Il gas non animale. A livello mondiale, comunque, la superficie forestale complessiva aumenta, malgrado gli arretramenti nelle aree tropicali. Le foreste italiane, in particolare, sono cresciute del 72,6 per cento tra 1936 e 2015, arrivando a coprire il 36,4 per cento della superficie nazionale. Ciò grazie all’urbanizzazione, che ha ridotto la pressione umana sui territori marginali, e grazie alla diffusione del gas per cucinare e scaldarsi al posto della legna. Insomma: grazie al progresso.

  

L’auto elettrica. Un rapporto dell’Internatrional Council on Clean Transoportation spiegò che i paesi dove le batterie per auto sono prodotte finiscono per avere un livello di emissione di CO2 più alto.

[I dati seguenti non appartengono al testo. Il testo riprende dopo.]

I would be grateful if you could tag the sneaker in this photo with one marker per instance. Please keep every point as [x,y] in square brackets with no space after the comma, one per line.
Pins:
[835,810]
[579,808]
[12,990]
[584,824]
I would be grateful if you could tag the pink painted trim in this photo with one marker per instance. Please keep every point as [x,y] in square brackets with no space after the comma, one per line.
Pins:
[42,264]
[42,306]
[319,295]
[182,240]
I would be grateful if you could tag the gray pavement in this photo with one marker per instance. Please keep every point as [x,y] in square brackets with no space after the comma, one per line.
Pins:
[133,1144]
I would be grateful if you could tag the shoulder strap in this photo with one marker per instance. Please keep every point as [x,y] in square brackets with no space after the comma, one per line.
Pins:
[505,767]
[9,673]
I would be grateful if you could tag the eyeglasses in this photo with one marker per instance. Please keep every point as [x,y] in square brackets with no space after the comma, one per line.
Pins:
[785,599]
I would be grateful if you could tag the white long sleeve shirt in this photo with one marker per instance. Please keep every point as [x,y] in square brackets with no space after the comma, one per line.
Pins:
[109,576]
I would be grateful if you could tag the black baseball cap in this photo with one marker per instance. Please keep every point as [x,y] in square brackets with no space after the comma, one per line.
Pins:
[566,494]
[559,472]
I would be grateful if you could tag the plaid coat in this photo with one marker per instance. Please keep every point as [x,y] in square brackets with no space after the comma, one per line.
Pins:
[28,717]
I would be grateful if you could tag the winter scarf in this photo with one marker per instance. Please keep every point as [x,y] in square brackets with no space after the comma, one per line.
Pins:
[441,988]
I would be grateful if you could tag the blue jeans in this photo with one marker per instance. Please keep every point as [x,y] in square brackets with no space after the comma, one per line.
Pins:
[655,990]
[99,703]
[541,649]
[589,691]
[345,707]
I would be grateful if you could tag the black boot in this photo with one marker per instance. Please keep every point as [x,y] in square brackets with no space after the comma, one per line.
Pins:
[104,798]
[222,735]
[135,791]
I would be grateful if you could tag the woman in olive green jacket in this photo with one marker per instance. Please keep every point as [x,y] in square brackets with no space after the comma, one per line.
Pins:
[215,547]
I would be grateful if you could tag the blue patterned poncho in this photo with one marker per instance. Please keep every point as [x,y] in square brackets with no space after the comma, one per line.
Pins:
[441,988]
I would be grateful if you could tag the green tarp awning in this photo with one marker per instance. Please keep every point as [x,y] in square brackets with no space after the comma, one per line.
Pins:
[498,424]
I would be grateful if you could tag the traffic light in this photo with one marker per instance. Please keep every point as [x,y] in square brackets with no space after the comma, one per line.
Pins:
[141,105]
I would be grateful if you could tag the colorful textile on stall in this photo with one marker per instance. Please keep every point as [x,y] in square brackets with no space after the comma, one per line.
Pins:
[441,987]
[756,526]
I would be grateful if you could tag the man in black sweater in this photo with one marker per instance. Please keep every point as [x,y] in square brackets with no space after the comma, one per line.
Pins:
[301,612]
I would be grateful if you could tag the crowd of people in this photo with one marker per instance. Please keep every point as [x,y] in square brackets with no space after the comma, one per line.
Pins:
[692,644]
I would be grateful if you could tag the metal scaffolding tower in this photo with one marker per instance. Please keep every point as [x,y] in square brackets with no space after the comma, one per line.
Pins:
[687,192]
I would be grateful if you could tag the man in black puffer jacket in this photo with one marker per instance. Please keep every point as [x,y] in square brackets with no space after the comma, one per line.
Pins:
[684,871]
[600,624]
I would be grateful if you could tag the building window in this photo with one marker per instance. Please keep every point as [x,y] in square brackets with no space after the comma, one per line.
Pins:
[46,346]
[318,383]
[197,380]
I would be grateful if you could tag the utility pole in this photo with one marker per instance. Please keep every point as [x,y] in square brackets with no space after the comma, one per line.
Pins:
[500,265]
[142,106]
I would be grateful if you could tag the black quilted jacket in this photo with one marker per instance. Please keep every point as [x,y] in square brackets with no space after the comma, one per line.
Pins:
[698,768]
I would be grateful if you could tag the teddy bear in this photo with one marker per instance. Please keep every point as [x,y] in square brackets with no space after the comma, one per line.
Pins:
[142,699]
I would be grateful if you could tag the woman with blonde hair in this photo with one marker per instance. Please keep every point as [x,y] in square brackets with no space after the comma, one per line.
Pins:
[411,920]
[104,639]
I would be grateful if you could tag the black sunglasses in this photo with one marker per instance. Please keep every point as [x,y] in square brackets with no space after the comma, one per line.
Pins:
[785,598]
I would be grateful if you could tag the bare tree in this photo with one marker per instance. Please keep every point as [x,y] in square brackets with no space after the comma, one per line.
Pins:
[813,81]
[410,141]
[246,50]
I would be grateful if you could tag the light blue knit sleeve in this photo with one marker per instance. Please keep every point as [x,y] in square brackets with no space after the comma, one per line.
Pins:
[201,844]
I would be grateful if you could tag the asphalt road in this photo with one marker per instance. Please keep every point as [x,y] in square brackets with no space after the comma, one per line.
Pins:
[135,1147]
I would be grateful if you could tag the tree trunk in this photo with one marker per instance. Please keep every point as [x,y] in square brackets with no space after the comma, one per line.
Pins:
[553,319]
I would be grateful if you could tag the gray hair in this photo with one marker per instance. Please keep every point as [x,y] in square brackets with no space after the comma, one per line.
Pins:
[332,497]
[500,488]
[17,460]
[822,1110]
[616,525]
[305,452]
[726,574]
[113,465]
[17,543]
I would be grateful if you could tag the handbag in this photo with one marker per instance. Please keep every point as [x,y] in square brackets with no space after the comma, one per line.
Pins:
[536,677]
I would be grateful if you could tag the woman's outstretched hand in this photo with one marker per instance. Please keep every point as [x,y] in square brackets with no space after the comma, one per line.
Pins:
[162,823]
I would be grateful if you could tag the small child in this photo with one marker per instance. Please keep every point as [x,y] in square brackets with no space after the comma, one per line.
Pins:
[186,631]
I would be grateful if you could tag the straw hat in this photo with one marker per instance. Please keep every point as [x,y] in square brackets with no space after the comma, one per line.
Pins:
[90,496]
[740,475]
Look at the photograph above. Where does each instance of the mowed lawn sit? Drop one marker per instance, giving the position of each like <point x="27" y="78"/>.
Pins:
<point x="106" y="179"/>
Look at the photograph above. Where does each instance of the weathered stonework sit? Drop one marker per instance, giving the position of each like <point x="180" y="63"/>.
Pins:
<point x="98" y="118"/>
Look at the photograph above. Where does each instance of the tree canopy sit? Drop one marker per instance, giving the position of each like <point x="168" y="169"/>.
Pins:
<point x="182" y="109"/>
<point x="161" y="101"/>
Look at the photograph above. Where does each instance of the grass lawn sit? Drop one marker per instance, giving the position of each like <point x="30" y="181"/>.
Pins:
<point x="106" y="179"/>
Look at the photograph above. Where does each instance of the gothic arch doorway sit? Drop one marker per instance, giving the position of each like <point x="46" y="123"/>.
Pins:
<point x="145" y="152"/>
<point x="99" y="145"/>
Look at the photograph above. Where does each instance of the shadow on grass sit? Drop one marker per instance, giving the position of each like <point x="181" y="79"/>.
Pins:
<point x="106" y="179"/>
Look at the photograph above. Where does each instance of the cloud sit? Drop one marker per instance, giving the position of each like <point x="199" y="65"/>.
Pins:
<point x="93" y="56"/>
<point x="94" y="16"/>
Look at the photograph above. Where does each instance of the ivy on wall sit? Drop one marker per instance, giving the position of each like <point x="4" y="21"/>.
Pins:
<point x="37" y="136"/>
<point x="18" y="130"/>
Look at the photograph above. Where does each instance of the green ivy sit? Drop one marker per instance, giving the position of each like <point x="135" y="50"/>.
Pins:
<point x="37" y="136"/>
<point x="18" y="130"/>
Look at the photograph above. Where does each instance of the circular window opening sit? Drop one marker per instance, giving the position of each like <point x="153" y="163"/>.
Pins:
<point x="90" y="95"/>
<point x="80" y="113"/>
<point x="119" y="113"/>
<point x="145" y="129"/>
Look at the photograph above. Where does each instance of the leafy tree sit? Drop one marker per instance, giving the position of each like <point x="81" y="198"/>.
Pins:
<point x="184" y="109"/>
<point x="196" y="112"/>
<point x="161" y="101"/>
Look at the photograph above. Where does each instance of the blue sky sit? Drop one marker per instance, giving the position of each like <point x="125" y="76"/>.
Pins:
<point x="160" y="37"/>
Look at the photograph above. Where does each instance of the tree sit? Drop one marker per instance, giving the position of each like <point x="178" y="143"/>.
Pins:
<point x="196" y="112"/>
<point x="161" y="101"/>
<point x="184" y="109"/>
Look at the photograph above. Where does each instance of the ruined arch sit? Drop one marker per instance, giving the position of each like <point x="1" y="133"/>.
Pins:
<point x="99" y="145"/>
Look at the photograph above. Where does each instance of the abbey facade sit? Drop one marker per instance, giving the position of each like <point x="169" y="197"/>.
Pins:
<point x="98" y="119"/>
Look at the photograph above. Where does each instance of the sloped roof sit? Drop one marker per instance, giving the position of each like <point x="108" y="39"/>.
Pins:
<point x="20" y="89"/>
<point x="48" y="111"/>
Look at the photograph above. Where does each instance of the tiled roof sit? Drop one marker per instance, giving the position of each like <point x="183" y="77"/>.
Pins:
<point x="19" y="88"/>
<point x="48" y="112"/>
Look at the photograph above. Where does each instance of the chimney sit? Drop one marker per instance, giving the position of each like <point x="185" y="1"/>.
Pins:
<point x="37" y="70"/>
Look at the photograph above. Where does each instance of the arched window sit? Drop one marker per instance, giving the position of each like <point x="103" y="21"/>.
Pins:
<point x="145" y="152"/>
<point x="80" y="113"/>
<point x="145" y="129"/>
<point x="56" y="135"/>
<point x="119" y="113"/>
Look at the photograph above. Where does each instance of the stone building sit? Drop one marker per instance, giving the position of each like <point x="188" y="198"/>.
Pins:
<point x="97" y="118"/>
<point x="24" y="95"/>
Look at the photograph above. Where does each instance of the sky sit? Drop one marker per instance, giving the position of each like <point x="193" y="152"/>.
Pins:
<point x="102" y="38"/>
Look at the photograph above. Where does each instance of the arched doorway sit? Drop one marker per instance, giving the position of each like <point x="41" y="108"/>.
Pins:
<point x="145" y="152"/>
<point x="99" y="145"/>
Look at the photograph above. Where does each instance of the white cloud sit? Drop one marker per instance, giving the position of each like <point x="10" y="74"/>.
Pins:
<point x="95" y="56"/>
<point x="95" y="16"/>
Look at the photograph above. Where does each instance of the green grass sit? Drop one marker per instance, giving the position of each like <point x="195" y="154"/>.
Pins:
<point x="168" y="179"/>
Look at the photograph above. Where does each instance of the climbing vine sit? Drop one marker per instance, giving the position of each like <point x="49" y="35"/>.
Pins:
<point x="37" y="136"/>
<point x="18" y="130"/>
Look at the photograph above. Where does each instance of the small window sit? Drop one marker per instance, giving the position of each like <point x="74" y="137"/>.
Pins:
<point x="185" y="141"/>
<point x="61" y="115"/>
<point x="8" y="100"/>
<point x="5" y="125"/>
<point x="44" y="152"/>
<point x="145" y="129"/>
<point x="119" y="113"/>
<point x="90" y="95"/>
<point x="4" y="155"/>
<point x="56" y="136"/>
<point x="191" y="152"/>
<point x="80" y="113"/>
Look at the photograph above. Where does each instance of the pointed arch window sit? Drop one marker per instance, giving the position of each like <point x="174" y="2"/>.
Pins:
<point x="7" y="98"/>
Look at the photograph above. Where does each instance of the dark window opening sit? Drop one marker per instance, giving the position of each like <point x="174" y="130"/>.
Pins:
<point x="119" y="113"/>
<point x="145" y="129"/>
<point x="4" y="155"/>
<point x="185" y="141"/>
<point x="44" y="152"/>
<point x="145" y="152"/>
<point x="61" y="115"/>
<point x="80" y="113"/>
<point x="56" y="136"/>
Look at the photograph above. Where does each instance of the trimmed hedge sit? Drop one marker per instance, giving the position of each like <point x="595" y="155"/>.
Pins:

Uno studio sulla Cina mostrò che l’emissione calerebbe del 66 per cento durante il funzionamento della vettura, ma aumenterebbe del 60 per cento durante la produzione. Uno studio tedesco calcolò che tenendo conto della matrice energetica locale le auto elettriche in Germania finivano per comportare emissioni maggiori. Uno studio britannico rilevava una maggiore emissione dagli pneumatici per via del peso delle batterie. Il futuro è sicuramente dell’auto elettrica, ma in questa fase di transizione alla sua “ecologicità” dipende dal modo in cui l’elettricità è prodotta nel paese in cui circolano.

 

Il nucleare. Geografo e ambientalista tra i più noti, nel suo ultimo libro “Upheaval: How Nations Cope with Crisis and Change” Jared Diamond è tornato a dire che l’umanità avrebbe bisogno di ridurre la sua produzione di energia fossile, e ha indicato tra le energie “rinnovabili” da mettere in campo non solo eolico e solare, ma anche il nucleare. Nel riconoscere il timore che il nucleare suscita ha però osservato che in realtà dal 1945 in poi ci sono stati solo due incidenti in centrali nucleari che hanno provocato vittime: Chernobyl e Fukushima. La Francia continua a ricavarne la maggior parte del fabbisogno – e un po’ ne cede anche all’Italia, che al nucleare ha rinunciato. E lo stesso vale per Corea del sud, Finlandia e Taiwan. Diamond sostiene dunque che bisognerebbe contrapporre la “possibilità” di un incidente a un reattore nucleare alla “certezza” di milioni di morti che senza nucleare saranno sicuramente provocate da combustibili fossili.